TheQuestion.ru is a new project (launched in late October) that solicits readers for random questions, which prominent members of the Russian intelligentsia then answer. Vinokurov is the owner of Slon.ru and TV Rain, two of Russia’s most popular independent news outlets. There are rumors that Echo of Moscow’s current majority shareholder, Gazprom Media, might be willing to sell its stake in the radio station, if it’s offered a fair price. Echo’s chief editor, Alexey Venediktov, has signaled his intention to make such an offer.
In other words, TusovochkaNews drew attention to the fact that Vinokurov is perhaps considering outbidding Venediktov.
If you’re not ROTFL, don’t beat yourself up. (These jokes aren’t meant for people outside the tusovka.)
More recent tweets, however, like the one about Russkaia Planeta, have addressed breaking news. They’re still humorous, by and large, but readers actually learn about breaking news in Russia’s world of journalism, while enjoying the tweets’ “self-irony.” For instance, when journalist Oleg Kashin appeared on TV Rain on November 27 to talk about the social circles within the tusovka, TusovochkaNews tweeted about it. When journalist Ekaterina Vinokurova wrote on Facebook to criticize the editorial purge at Russkaia Planeta, TusovochkaNews wrote about that, too.
Under normal circumstances—where independent news editors aren’t on the endangered species list and journalists’ social-media faux pas don’t jeopardize entire news outlets—something like TusovochkaNews might be amusing, at best, and utterly useless, otherwise. In modern-day Russia, however, it feels like this bizarre Twitter account is on to something. As the Kremlin and its media-owning friends squeeze the free press, Russia’s remaining independent journalists have become increasingly significant politically. Their squabbles and love affairs, which they catalogue themselves—rigorously—on Facebook and Twitter, are the country’s only unscripted politics, aside from the “clan wars” within the Kremlin, where we can only guess what’s really happening.
Even TusovochkaNews’ anonymity is a sign of the times.

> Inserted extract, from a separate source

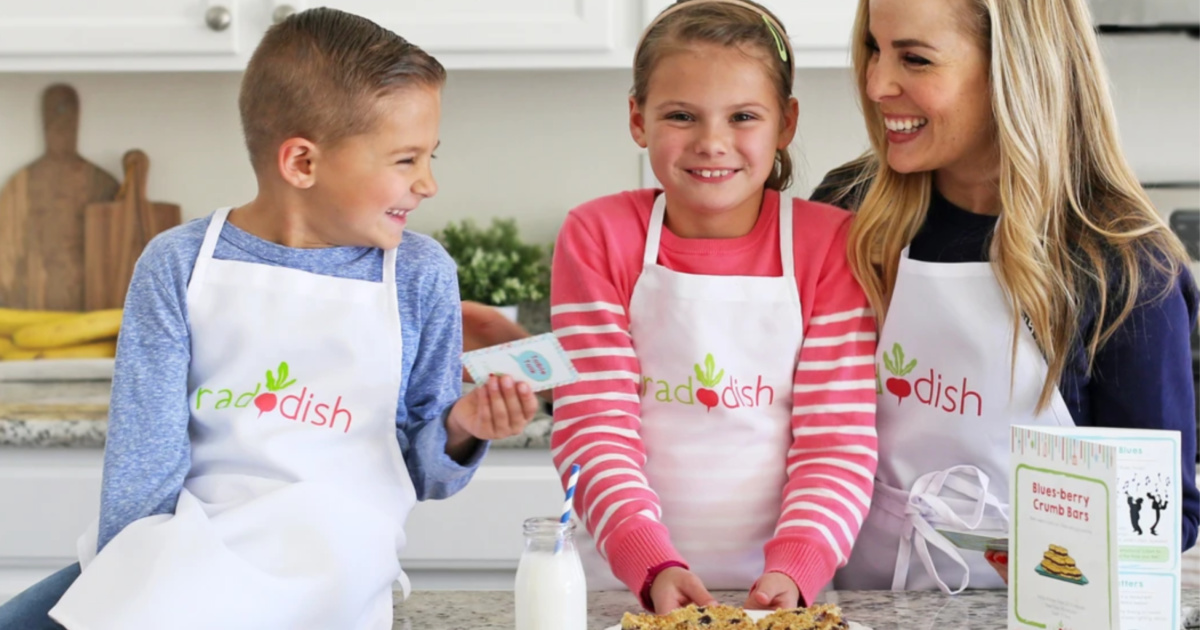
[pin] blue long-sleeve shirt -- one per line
(148, 454)
(1140, 378)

The mysterious project emerges as Echo of Moscow is busy drafting a “code of conduct” to restrict staff members in their online behavior. “We’re all journalists from different publications,” TusovochkaNews told RuNet Echo. “We know personally almost everyone we write about.”

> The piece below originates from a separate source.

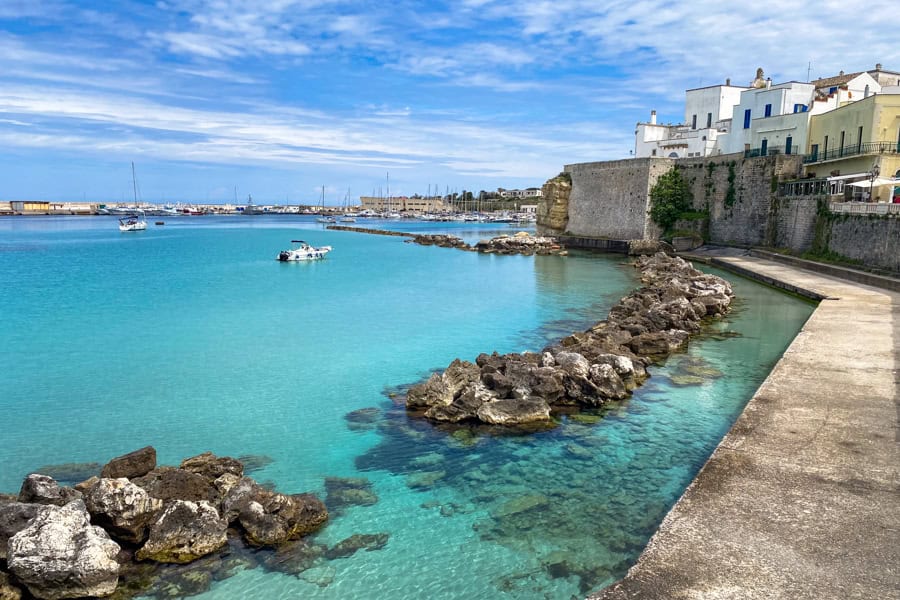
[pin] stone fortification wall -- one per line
(794, 219)
(739, 195)
(870, 239)
(611, 199)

If the rules Echo eventually introduces produce a chilling effect on how Russian journalists ponder and pontificate in social media, many might escape to anonymous accounts, like the TusovochkaNews collective. Such accounts can attract readers by merely implying their authors’ identity. In an environment where one errant tweet can risk your whole outfit, TusovochkaNews could be the future of Russian social media.